You can see this play out in companies like freepik which offers a subscription service to premium stock photos and vector graphics. I use freepik because it gets me those things, but I continue to pay the subscription because they add 1000s of new assets every week.
This pivot occurs when you realize you can deliver the same basic solution that you offer through a more effective channel. You can see this happen all the time with companies who abandon complex sales channels for a direct to consumer approach.
Other times you can’t get access to those customers and you need to pivot to a channel that has an intermediary that does have access to them (or even acts as a gatekeeper to them).
This one is for more stable companies and typically affects internal operations the most. You do this kind of pivot when you find a technology that can deliver the same value to the same people in the same or better at a better price.

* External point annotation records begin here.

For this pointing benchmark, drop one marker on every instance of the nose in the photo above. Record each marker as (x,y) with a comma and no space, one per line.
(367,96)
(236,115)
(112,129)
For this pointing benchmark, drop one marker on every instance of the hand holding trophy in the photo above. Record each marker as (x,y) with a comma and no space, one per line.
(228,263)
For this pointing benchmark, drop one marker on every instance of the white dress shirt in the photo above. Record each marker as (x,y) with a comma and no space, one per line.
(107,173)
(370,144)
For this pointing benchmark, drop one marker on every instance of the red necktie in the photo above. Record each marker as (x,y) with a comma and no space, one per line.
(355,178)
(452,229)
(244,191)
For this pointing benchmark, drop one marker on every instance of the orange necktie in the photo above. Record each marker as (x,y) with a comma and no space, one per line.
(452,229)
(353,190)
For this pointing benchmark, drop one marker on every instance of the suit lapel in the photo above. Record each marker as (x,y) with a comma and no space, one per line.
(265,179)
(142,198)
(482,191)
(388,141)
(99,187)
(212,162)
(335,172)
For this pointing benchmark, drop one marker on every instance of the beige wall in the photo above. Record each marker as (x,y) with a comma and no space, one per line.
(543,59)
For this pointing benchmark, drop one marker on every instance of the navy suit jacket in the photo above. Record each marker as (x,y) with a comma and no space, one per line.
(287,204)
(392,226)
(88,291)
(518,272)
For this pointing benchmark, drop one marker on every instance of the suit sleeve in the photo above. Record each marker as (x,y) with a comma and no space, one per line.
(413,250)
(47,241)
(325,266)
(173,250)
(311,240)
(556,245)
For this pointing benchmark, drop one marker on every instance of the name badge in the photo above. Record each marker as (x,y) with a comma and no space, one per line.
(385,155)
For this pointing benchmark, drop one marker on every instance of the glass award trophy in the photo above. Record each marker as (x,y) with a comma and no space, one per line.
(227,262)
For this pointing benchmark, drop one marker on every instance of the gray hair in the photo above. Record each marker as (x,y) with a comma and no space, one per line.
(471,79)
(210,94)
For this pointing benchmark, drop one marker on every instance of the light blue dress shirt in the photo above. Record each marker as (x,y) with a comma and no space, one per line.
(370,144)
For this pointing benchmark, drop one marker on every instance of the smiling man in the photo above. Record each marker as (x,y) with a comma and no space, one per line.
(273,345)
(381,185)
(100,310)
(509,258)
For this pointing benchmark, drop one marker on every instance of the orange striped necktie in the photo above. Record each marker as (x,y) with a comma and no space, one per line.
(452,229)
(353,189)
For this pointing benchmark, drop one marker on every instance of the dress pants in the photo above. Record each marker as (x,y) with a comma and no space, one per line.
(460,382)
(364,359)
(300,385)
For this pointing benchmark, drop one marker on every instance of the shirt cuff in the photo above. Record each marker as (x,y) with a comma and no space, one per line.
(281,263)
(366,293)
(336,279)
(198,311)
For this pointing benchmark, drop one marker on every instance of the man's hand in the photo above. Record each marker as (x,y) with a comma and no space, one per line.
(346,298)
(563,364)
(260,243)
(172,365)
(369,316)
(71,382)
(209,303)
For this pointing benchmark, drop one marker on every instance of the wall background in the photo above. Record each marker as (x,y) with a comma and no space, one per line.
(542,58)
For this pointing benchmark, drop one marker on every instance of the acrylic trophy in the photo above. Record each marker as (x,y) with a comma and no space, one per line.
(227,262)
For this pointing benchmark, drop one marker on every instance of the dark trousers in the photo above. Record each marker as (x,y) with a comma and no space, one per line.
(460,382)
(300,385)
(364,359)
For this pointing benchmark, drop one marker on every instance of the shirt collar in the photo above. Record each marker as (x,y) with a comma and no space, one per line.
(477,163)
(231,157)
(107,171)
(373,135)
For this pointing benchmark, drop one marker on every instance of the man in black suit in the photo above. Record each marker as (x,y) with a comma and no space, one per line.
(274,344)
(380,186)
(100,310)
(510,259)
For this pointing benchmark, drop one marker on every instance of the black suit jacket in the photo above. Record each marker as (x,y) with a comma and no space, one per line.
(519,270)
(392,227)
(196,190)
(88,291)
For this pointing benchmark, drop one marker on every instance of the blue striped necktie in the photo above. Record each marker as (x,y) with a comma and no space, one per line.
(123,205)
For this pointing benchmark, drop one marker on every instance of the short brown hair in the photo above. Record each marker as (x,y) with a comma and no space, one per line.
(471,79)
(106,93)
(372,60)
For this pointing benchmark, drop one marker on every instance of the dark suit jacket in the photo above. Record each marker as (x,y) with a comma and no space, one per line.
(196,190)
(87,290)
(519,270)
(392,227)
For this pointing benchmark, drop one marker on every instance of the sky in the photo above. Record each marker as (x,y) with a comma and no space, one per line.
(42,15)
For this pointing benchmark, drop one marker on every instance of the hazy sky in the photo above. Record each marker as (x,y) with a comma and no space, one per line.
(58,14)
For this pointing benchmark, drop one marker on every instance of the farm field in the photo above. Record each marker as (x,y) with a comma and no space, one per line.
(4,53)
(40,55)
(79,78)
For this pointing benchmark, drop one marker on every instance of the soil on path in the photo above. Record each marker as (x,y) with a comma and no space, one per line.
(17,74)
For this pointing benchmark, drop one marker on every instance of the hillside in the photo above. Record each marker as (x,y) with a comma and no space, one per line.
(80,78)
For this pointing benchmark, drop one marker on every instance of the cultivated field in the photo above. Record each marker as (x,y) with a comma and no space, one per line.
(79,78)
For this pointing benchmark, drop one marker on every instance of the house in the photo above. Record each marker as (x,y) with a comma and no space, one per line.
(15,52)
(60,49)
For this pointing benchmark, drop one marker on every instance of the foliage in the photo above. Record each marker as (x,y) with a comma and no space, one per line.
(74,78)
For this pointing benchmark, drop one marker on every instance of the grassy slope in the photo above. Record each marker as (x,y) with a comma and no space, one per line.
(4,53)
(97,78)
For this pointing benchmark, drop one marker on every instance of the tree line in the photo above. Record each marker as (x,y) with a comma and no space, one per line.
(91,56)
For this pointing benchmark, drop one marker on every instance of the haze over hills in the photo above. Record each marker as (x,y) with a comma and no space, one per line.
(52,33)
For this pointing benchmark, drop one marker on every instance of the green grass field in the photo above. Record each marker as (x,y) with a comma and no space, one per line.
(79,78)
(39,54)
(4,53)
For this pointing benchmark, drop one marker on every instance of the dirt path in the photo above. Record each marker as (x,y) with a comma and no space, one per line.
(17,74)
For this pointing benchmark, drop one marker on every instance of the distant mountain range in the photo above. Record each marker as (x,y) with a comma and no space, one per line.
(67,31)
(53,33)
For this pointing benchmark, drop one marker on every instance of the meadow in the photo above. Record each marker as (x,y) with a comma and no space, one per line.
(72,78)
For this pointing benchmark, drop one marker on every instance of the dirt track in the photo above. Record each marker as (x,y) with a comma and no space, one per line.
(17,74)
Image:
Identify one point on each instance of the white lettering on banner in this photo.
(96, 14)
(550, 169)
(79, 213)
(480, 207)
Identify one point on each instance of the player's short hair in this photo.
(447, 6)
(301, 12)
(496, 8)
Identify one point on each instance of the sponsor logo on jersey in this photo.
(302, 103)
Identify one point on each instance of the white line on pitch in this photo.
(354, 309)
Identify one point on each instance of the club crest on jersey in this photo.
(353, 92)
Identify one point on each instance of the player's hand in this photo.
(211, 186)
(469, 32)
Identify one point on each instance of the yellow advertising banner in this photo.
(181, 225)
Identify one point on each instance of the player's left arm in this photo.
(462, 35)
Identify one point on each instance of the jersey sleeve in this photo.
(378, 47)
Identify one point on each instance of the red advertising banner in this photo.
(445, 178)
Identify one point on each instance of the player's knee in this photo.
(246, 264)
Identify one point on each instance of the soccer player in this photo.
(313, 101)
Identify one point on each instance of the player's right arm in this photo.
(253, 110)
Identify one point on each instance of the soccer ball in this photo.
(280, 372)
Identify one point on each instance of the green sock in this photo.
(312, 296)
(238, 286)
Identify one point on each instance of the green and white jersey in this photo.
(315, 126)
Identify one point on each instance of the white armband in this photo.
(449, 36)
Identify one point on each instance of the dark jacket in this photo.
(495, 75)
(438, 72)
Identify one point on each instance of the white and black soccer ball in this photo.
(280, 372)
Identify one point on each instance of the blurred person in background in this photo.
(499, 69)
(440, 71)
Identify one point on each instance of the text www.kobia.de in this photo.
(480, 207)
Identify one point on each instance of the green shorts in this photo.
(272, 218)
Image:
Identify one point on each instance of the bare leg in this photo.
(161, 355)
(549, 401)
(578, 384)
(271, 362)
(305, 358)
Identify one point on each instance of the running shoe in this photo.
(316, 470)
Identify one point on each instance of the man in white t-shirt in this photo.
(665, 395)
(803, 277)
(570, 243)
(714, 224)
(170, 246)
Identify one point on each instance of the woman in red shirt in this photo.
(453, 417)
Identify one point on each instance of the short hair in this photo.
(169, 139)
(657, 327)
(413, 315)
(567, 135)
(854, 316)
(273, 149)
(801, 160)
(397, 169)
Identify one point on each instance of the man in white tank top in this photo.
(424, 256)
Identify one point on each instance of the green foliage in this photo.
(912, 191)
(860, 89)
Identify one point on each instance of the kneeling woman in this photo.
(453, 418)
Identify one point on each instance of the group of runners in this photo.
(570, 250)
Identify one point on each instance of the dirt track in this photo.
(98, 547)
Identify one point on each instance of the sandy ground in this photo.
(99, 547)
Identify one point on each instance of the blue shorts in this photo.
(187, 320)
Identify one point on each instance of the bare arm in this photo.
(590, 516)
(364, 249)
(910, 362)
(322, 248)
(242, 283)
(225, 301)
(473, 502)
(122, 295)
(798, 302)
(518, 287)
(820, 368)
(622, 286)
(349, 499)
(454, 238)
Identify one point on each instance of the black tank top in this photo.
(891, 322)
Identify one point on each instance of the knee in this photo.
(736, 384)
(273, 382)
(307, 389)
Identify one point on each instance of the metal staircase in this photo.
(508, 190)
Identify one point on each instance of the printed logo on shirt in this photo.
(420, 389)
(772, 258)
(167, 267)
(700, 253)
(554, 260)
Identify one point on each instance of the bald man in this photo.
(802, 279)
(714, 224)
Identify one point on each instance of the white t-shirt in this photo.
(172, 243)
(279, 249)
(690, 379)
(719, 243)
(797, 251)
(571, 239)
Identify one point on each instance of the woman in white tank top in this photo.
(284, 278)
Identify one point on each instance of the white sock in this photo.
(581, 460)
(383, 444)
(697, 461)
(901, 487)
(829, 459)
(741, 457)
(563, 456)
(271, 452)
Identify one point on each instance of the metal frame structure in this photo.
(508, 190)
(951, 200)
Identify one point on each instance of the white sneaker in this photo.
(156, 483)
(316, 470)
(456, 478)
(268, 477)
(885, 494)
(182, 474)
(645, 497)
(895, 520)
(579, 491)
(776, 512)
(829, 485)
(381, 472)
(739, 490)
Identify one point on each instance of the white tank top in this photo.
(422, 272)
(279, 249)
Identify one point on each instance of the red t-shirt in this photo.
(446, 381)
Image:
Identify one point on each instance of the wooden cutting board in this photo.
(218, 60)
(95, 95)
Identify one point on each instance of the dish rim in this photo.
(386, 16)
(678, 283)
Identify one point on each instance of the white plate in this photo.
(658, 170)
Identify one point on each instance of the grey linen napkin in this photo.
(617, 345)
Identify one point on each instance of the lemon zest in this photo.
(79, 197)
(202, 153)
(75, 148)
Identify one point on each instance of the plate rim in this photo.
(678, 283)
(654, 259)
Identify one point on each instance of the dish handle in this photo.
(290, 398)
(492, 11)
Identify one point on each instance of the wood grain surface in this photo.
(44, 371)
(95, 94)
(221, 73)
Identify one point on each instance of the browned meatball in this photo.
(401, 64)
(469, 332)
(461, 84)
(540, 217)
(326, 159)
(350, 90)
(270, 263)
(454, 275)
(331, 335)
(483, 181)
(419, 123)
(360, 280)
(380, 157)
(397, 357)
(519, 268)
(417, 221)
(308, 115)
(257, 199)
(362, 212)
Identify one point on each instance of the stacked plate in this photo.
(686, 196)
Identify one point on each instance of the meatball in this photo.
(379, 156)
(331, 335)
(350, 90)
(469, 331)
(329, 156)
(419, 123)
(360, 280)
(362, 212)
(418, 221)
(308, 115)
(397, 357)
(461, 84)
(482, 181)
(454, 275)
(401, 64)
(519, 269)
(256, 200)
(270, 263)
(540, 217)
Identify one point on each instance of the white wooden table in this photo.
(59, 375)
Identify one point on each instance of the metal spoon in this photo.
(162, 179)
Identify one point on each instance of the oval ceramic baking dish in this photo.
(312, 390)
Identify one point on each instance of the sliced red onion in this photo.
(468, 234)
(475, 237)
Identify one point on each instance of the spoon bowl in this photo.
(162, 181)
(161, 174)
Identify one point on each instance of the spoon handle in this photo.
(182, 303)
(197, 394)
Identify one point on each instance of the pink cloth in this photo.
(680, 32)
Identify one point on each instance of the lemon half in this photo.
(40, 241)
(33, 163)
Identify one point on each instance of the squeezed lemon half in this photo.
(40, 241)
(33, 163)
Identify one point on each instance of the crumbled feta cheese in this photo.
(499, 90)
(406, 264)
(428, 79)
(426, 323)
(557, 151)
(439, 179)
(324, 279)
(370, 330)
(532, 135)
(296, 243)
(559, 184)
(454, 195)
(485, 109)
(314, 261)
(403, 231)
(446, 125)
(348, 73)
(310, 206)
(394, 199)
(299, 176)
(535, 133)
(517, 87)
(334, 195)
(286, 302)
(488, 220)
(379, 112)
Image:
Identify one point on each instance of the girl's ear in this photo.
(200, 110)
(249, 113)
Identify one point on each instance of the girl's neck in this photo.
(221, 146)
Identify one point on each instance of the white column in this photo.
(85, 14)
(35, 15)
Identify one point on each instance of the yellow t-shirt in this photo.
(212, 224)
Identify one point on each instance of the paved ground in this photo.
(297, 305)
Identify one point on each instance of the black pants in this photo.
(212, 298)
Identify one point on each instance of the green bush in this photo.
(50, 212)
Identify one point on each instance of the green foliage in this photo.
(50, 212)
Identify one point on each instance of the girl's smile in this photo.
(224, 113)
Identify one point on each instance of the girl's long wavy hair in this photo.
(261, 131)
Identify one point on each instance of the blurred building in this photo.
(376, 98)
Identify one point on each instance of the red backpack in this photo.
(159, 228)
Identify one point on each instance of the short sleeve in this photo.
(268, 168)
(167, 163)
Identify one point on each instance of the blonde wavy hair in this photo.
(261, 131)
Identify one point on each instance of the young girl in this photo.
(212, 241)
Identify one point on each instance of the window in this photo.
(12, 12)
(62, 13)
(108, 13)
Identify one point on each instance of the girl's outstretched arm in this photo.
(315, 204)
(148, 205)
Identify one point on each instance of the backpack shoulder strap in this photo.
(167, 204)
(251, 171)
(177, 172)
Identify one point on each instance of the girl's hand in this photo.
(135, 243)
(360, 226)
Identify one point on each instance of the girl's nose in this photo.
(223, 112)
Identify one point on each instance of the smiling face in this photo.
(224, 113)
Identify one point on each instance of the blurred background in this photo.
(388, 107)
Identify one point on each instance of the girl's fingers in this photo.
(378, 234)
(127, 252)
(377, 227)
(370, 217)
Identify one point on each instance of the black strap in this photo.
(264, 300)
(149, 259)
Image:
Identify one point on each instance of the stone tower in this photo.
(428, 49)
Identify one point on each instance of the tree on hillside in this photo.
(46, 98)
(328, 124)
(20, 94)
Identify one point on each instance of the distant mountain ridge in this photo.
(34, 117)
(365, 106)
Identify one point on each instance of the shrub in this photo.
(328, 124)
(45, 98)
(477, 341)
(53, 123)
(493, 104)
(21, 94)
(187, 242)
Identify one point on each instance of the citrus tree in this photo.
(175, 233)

More established companies have an easier time doing this because they have their offering, delivery and value capture locked in and can play around with parameters like the tech.
An oversimplified example would be something like pivoting away from in-house product engineering around internal operations and linking together the various software you use and instead start implementing Saas tools like Zapier to do it automatically. For the customer, nothing changes but you now have 2 engineers freed up to put on product development.
Be smart about your pivots. Take time to discuss them with your team and advisors. Be careful with the analogies and conclusions you draw from these famous examples. Many of the companies in them are in different industry than yours and are working in a different landscape. These examples are not a substitute for strategic thinking. Keep a level head but know when it is time to change direction for the better.